Cleaning the area where the infested products were found is advisable, as well. Cleaning with bleach or ammonia, however, will not help with the eradication of the pests. Using a vacuum cleaner to clean the area thoroughly, especially in cracks and corners where insects may hide, will decrease the chances of re-infestation. Because food will be stored in that area again, pesticides are not a good method of eradication. Pesticides can leave a residue that can contaminate food products stored near it.
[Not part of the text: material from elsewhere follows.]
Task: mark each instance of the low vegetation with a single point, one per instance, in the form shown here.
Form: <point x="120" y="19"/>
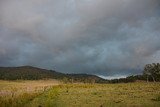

Also, once a pest is inside the container, the pesticides have no effect. If the infestation is so severe that pesticides are the only way to contain the problem, a professional should be contacted immediately. Do not try to apply pesticides to any area where food is stored for human or animal consumption. Contamination can occur and cause illness or more severe conditions. Proper storage and cleanliness are the only ways to prevent an infestation from occurring. Sanitation is the key to prevention and eradication of any pests.